Texas Attorney General Ken Paxton's staff this summer tried to gather information on transgender people in the state based on who had changed their gender on their driver's licenses.
Someone from Paxton's office asked the Texas Department of Public Safety to provide a list of these residents, The Washington Post reports. Because of this request, the head of the department's driver's license division emailed coworkers, saying, "Need total number of changes from male to female and female to male for the last 24 months, broken down by month. We won't need DL/ID numbers at first but may need to have them later if we are required to manually look up documents." The Post obtained a copy of the email.

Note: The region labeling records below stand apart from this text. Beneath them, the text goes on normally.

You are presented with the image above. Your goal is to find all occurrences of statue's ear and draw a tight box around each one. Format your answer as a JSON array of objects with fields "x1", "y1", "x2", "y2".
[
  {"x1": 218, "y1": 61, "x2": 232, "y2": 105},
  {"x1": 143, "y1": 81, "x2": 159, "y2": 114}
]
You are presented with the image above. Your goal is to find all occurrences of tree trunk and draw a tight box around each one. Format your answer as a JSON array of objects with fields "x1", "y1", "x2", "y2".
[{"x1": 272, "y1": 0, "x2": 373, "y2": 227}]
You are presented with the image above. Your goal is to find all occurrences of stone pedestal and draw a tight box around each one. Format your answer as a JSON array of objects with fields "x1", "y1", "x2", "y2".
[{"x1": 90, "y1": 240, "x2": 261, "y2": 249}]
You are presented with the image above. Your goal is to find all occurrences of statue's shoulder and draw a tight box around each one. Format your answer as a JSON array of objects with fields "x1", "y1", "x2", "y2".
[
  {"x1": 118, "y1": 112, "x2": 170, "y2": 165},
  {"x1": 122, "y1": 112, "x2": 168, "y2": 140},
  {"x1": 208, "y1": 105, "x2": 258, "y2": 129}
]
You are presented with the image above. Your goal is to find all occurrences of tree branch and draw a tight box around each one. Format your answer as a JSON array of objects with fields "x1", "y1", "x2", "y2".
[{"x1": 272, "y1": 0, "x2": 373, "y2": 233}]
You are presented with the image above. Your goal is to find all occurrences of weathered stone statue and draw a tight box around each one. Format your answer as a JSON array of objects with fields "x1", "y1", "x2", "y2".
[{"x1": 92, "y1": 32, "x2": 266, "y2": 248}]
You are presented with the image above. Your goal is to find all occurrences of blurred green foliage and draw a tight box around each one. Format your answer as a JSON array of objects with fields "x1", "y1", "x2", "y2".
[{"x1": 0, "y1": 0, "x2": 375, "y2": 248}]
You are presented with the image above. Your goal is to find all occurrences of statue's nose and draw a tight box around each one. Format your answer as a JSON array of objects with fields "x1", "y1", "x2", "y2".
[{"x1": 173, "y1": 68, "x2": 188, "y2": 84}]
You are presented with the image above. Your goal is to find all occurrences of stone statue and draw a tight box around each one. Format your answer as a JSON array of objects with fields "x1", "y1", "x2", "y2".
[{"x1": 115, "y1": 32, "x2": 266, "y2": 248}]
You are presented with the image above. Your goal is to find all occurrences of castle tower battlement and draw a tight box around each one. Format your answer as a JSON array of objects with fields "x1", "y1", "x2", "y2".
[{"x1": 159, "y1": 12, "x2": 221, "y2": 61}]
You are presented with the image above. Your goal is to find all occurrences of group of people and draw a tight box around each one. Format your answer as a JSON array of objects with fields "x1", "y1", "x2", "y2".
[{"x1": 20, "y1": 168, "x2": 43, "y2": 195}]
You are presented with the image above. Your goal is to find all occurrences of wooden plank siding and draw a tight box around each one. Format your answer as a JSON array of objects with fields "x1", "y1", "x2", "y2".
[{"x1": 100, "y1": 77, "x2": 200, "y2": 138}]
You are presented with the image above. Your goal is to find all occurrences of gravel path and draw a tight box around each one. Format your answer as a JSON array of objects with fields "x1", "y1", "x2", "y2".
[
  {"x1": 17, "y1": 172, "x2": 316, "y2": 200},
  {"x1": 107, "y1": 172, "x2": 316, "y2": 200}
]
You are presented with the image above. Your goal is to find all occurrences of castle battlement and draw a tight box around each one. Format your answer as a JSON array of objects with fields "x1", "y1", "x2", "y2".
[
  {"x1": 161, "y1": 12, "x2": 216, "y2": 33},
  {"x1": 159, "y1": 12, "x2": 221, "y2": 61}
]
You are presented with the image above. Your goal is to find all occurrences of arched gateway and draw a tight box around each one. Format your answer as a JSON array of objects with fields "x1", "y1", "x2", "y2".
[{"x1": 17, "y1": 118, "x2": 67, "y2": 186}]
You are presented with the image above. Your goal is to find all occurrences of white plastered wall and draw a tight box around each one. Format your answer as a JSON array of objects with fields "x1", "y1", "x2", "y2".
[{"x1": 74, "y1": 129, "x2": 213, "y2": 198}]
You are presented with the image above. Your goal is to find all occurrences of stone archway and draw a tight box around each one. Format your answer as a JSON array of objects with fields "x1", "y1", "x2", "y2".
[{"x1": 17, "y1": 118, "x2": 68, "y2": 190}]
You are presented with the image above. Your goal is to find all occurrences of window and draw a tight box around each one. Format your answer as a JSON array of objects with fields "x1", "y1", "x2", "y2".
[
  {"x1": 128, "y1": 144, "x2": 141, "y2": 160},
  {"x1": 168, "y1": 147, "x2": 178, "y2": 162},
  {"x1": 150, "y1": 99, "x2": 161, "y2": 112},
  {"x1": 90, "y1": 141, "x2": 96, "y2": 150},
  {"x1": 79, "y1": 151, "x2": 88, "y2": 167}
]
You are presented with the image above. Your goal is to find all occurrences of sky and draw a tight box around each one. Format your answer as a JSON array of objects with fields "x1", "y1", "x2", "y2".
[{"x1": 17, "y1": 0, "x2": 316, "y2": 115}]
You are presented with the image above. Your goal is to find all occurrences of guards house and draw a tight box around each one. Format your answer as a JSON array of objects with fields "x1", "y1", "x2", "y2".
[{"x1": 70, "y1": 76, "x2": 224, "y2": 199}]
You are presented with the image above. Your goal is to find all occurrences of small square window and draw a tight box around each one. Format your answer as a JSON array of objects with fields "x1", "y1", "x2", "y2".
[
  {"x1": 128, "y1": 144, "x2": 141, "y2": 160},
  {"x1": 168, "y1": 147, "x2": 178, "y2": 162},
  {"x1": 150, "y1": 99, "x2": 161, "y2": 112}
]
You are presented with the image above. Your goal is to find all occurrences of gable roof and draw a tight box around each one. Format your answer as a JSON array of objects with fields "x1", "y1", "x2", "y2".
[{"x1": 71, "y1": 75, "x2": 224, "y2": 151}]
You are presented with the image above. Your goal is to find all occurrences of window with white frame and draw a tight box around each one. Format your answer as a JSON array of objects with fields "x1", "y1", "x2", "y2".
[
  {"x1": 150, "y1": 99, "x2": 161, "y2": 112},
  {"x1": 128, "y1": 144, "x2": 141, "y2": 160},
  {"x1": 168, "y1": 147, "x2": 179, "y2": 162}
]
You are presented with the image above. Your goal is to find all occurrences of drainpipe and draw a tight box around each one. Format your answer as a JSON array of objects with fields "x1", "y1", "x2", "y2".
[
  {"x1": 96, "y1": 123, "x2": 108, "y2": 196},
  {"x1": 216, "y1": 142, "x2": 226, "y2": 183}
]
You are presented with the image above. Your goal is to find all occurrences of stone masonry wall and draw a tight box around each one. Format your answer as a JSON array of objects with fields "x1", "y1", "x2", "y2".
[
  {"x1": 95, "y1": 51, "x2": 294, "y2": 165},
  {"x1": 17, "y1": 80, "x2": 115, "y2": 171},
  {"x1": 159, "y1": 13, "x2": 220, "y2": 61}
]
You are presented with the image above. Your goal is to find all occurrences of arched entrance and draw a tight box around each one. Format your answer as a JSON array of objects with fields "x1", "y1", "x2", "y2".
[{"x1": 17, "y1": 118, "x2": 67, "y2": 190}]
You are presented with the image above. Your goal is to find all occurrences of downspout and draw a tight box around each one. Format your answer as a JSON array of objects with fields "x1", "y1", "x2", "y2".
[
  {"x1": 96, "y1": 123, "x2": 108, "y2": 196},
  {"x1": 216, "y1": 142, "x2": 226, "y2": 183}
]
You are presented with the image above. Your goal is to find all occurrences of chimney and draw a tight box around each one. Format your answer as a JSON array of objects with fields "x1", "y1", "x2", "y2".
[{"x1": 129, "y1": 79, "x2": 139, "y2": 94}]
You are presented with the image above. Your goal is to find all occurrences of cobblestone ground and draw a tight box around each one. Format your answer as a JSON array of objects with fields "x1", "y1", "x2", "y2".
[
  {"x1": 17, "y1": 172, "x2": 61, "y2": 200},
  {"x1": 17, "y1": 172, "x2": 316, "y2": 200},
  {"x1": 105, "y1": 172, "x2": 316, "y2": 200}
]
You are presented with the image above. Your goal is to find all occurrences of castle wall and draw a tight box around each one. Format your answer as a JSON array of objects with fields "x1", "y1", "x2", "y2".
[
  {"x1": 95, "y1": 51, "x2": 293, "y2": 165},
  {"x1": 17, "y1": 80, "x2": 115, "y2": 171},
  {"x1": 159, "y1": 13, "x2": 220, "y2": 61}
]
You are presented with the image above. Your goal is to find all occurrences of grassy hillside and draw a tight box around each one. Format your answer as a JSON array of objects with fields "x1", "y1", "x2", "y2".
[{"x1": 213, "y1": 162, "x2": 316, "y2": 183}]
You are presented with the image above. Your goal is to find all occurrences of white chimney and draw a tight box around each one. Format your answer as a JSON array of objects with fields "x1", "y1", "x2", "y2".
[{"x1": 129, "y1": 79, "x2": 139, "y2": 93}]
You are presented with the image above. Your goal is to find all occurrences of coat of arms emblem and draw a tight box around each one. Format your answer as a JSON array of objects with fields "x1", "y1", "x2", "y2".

However, the department didn't provide the AG's office with the information due to logistical problems. Public Safety staffers found 16,000 instances of gender changes but said they would need to go through all these manually to see why each change was made.
"A verbal request was received," Public Safety spokesman Travis Considine told the Post. "Ultimately, our team advised the AG's office the data requested neither exists nor could be accurately produced. Thus, no data of any kind was provided." He wouldn't identify the Paxton staffer or staffers who asked for the information.
Paxton, a Republican, has a history of anti-LGBTQ+ and especially anti-trans actions, and civil rights activists are calling the request an outrageous attempt to invade the privacy of transgender Texans. Paxton is infamous for, among other things, writing a report that classified gender-affirming care for youth as child abuse -- a report that has been called out for using bad science. Based on that, Republican Gov. Greg Abbott directed the state's child welfare authorities to investigate parents who allow their children to receive this care. Most of the investigations are blocked by court action while lawsuits proceed, but the request indicates that Paxton is now going after trans adults, activists said.
"This is another brick building toward targeting these individuals," Ian Pittman, an attorney for parents who've been investigated, told the Post. "They've already targeted children and parents. The next step would be targeting adults. And what better way than seeing what adults had had their sex changed on their driver's licenses?"
Alexis Salkeld Garcia, a trans woman living in Austin, said she found the request horrifying. "The one person I don't want knowing about my gender status is Ken Paxton," she told the Post.
The Human Rights Campaign released a statement condemning the AG's action. "For the LGBTQ+ community as a whole, but for transgender Americans in particular, [Wednesday's] story out of Texas is chilling," HRC Legal Director Sarah Warbelow said. "Weaponizing state agencies and their public records to pinpoint and single out transgender Texans is terrifying, albeit not shocking. Throughout 2022, Attorney General Paxton, along with Governor Abbott, have stopped at nothing to attack the very existence of transgender youth and adults. This development shows how far they're willing to go in discriminating against transgender people. HRC stands with all members of the trans community in Texas who are living in an even higher state of emergency today, as we will continue to hold extremist officials accountable."
The Post sought comment from Paxton's office but did not receive a response.